Maybe if metro ran more 8-car trains and run them more often, more people would ride the metro.

I used to Metro, but I drive now because I'm sick of the "Orange Crush".

Posted by: Bob | September 10, 2007 9:15 AM | Report abuse

I am already paying almost $12 a day to ride metro. If they increase the parking on top of the fares (which had also been suggested) then metro tips the scale to being more expensive than driving. I really don't want to go back to driving and dealing with the traffic but that extra couple dollars a day adds up over the year!

On top of that you have the decreasing quality of service. I can't tell you how many times I have been stuck on metro this summer. It seems that every time there is a problem they don't let you know until the last possible moment. Case in point...the Bethesda fiasco last week. When I left work it was only stopped in one direction. When I got to metro center to change trains it still said the same thing but sure enough 20 mins later I was being offloaded to non-existant shuttle buses (they had been "requested")!

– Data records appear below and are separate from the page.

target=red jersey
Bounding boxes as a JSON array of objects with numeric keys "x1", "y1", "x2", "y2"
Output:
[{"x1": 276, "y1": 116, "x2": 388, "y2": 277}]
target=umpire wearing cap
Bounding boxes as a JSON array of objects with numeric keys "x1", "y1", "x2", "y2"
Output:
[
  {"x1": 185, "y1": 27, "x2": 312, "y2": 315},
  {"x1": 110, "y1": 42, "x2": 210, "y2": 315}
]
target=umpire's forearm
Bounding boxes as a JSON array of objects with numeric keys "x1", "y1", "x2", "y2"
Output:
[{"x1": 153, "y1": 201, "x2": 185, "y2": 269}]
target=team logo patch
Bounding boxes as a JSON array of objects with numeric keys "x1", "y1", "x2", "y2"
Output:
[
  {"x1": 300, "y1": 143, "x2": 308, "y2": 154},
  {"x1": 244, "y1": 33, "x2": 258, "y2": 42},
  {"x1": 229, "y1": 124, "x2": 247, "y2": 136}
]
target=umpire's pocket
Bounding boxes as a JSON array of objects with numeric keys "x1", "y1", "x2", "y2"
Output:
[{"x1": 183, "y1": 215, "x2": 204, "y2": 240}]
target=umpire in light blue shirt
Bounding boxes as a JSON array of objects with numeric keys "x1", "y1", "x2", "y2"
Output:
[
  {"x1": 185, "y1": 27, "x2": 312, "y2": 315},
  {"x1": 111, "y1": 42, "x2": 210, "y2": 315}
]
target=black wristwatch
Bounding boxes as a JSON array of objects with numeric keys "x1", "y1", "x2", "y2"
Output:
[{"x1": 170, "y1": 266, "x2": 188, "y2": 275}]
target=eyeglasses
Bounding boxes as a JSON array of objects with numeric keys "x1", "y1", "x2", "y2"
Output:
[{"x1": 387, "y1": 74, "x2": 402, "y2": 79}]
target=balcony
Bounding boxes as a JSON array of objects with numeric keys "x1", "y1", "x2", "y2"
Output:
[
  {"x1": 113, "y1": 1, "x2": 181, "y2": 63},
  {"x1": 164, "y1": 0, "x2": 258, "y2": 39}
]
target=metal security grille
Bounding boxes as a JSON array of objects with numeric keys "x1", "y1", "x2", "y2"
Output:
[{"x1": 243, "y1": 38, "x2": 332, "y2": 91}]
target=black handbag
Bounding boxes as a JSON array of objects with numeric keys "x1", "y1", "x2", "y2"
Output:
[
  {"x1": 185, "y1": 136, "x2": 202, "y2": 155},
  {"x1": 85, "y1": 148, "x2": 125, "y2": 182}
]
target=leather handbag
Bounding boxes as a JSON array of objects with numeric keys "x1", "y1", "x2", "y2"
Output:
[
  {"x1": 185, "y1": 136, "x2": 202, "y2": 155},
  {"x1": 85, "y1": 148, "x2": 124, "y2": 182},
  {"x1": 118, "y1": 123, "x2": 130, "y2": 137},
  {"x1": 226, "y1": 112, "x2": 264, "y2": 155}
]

Posted by: Craig | September 10, 2007 9:49 AM | Report abuse

has ANYONE addressed the question of how HOT will properly detect toll payers, carpoolers and cheaters? Or are they just plowing ahead anyway? (counting the cha-ching cha-ching as they go)

Posted by: jj | September 10, 2007 10:16 AM | Report abuse

Metro fare increases seem reasonable, given that everything else costs more.

But why do they insist on waiting so long between increases, so that it's a real slap in the face? Why not increase each year or 18 months by 5-25c instead of these less frequent, big increases?

Posted by: ah | September 10, 2007 10:21 AM | Report abuse

Way too many questions remain about HOT lanes, and it is clear that Virginia has said to hell with actually answering them before plowing ahead.

There is no clear sense of how cars will be determined to be HOV or paying their way. In most other HOT systems, there are very few, if not just one, points of entry, so it is easy to tell the difference. With so many entry and exit points, how will every single one be monitored? I can just imagine the nightmares of drivers who have been falsely charged, having to wade thru bureaucracy to get their money back. The entire system seems predicated on the idea that this is an extra way to scam money, or that Virginia police will patrol the entrances, placing a ridiculous burden on them when they can't handle the HOV lane patrolling as it is.

What a nightmare. I cannot believe that we are being suckered into this.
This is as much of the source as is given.